Soldering wheel centres

I dragged out the resistance soldering unit this morning to solder those centres into their tyres. On the first wheel, I experimented with solder paste and a torch, but ultimately settled on the RSU. So, with only twelve joins to make, I started work with the RSU again. This time, I found that after the first spoke, the current was passing through that path and refusing to warm up the next joint.

Finally, I gave up and went to dig the trusty Weller out of Mt Deluge. This worked perfectly. A little drop of Carr’s green label and the tiniest smidge of solder offered up to the joint on the tip of the hot iron resulted in a quick poof of noxious vapour known to cause cancer in California and a nice solid joint.

At the end of play: Weller 9 – RSU 3


10 thoughts on “Soldering wheel centres

  1. Wow. Aren’t you glad you don’t live in California?

    Perhaps a dumb question at this point but how do you know the center of the wheels will be the center of, well, the wheel?
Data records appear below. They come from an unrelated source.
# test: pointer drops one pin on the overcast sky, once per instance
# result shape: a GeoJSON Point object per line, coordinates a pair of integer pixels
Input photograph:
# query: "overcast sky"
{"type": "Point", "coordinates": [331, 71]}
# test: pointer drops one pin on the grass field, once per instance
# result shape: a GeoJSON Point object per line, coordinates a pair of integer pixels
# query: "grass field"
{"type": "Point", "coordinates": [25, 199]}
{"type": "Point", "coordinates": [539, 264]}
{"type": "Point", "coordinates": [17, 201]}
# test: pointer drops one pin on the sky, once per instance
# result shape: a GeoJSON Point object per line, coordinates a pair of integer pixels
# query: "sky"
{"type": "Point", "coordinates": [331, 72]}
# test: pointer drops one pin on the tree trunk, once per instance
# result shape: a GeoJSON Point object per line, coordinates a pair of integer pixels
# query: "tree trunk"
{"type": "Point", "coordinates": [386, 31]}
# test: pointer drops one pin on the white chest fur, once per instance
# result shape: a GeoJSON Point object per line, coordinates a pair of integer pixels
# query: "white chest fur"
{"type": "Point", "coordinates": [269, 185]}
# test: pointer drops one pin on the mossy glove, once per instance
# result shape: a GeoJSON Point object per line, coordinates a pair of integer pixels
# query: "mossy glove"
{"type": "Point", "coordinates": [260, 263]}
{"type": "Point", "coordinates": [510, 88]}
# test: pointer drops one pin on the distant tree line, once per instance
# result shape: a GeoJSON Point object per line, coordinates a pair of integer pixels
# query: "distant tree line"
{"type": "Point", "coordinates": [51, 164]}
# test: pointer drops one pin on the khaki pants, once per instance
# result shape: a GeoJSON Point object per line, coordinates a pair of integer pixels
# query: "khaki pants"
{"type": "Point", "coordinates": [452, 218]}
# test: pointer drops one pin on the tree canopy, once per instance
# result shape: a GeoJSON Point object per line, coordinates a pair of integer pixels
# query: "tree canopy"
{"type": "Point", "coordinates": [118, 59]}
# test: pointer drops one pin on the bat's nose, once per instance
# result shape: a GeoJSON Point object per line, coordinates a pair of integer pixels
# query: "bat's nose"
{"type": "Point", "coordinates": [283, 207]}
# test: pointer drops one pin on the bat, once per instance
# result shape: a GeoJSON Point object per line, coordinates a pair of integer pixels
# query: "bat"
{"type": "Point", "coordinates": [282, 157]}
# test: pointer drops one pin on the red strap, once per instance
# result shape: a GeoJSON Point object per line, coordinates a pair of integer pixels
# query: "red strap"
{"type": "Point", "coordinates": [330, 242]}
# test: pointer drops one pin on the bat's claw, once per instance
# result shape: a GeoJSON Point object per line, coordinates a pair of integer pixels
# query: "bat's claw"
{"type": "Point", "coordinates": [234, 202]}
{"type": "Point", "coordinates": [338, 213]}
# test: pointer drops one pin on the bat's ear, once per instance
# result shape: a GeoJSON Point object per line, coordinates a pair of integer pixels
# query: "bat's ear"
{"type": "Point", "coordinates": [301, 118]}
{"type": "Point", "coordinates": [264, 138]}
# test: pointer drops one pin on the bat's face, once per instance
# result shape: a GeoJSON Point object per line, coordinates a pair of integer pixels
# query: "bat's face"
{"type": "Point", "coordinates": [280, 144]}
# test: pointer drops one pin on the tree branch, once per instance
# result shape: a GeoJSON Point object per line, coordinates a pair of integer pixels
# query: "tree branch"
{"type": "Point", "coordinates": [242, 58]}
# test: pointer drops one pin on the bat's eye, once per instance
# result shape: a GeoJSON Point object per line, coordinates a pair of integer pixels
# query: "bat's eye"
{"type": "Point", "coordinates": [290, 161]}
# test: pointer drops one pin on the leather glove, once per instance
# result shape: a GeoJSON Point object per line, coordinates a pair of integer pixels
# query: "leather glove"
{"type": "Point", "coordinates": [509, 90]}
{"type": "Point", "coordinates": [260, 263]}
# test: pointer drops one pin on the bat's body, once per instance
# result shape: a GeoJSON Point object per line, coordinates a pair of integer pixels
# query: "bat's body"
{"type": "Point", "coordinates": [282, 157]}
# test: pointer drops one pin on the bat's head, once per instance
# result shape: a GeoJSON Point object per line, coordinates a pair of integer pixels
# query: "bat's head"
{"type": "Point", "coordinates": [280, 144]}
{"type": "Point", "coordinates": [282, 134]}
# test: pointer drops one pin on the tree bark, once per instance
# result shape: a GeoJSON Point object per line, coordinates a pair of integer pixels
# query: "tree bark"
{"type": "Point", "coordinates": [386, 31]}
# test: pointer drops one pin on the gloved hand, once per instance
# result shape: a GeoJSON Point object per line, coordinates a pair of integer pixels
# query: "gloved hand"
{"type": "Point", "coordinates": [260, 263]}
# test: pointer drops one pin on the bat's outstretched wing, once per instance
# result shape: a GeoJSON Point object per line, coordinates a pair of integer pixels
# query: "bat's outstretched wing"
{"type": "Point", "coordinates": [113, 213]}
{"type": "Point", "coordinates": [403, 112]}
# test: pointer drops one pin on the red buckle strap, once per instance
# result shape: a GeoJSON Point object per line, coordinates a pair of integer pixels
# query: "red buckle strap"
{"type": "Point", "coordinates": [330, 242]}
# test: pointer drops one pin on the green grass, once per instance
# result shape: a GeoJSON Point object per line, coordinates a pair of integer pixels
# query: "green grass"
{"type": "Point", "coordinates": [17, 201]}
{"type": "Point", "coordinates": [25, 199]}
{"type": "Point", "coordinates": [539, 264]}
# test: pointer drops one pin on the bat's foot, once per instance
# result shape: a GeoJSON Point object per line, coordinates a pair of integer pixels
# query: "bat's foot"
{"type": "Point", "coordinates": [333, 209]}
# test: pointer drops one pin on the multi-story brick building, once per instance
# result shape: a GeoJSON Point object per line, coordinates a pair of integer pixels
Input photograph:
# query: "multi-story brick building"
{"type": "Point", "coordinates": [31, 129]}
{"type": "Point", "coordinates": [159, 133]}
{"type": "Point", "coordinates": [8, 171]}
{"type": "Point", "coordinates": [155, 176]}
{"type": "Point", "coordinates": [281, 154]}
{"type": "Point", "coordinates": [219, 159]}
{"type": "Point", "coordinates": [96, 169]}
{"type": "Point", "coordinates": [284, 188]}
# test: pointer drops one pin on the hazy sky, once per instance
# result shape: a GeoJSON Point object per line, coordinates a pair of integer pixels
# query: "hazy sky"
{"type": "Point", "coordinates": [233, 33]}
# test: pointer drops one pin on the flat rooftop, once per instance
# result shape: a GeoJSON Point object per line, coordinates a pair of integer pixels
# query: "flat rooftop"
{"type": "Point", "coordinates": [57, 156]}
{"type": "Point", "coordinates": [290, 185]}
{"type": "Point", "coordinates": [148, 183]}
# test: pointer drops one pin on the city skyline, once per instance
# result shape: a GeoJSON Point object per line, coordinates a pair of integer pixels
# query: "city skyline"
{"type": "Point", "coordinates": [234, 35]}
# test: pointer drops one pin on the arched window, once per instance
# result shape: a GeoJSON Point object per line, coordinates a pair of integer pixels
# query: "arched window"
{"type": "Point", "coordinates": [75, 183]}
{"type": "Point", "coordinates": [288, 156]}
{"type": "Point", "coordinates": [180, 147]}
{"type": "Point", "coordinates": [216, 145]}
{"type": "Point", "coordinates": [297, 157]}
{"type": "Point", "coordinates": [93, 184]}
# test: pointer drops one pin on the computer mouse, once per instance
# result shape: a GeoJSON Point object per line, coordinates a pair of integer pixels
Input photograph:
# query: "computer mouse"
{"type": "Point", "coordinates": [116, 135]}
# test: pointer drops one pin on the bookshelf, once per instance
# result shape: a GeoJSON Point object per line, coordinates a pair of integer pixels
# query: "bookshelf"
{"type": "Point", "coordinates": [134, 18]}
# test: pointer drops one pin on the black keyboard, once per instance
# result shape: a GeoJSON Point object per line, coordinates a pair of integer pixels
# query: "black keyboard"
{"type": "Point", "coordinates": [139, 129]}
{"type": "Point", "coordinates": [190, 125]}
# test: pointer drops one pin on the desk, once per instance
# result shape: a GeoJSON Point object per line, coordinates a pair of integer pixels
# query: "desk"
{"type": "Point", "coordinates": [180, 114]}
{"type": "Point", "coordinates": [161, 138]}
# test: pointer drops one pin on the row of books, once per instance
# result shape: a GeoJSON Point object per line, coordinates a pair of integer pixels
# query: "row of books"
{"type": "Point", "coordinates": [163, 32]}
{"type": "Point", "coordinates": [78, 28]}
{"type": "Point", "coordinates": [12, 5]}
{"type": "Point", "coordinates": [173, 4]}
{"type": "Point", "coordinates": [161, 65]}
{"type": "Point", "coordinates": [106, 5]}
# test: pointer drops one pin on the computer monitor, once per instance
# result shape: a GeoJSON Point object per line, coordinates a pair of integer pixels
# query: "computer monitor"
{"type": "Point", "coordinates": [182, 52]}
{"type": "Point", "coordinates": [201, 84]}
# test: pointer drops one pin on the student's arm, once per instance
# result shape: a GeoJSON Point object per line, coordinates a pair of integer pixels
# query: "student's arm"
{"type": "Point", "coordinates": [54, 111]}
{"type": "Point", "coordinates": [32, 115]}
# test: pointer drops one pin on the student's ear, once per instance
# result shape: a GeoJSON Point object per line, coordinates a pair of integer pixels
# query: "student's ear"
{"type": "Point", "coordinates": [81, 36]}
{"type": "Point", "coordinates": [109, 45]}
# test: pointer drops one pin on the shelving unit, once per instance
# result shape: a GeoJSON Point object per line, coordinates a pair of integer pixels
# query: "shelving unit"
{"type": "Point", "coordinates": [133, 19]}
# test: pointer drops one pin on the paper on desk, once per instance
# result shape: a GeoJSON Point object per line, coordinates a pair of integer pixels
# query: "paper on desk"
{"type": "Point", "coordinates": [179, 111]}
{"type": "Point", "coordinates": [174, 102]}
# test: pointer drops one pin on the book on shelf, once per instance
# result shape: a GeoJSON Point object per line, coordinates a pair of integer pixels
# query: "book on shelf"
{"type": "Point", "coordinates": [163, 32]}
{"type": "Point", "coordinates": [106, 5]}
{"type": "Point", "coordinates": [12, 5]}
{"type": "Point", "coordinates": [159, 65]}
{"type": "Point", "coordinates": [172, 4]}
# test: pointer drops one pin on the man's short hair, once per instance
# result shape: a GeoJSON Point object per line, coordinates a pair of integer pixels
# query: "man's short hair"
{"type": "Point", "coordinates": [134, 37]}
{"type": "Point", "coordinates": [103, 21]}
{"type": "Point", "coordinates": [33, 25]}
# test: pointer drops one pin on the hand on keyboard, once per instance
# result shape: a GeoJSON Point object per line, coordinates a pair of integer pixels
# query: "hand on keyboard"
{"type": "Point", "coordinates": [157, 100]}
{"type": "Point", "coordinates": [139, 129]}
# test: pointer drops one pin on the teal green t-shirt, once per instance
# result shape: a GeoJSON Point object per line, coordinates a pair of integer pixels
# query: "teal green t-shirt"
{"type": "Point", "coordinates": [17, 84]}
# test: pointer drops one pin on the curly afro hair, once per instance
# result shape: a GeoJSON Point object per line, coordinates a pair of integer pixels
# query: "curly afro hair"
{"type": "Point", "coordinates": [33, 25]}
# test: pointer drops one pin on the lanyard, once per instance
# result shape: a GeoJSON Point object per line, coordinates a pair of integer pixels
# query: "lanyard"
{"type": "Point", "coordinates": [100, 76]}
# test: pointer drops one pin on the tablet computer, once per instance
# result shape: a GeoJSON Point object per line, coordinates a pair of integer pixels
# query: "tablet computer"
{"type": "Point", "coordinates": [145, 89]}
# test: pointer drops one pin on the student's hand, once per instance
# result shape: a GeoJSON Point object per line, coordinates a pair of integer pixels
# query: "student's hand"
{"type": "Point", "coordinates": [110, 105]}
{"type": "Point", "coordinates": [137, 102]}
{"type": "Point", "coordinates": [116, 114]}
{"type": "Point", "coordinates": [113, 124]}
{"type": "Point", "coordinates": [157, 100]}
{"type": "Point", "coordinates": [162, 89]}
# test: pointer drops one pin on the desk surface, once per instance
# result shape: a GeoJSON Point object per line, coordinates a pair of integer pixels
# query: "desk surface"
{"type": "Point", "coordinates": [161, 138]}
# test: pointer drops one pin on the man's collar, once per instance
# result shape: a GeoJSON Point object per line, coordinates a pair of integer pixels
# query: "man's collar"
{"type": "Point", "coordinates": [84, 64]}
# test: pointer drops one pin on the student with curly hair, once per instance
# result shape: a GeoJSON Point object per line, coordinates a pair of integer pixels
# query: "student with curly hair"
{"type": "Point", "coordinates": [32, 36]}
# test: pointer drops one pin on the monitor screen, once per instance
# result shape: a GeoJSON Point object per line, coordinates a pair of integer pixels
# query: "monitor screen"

Do you plan to turn them true later?


    1. Shoulder fumes are an entirely different matter, of course!
      Glad to hear the surgery went ahead. What’s the prognosis for getting back on the bike? When I did mine, it was six months before I could ride again, but I had no screws or straps.

      1. Saw the surgeon today who said 2-4 more weeks before pt then another 16-12 weeks. Great. Time to subscribe to SketchUp and start designing parts!

  2. For my surface mount electronics stuff, I’ve got a (very) modified toaster oven that gets hot enough to melt solder paste. I wonder if you’d have any luck with frankentoaster?

    1. Maybe it’s worth a shot. I think one of the challenges with the torch was that perhaps I wasn’t using the right flux. The tyres are stainless steel, which requires an acid flux; and I don’t know what is in my paste.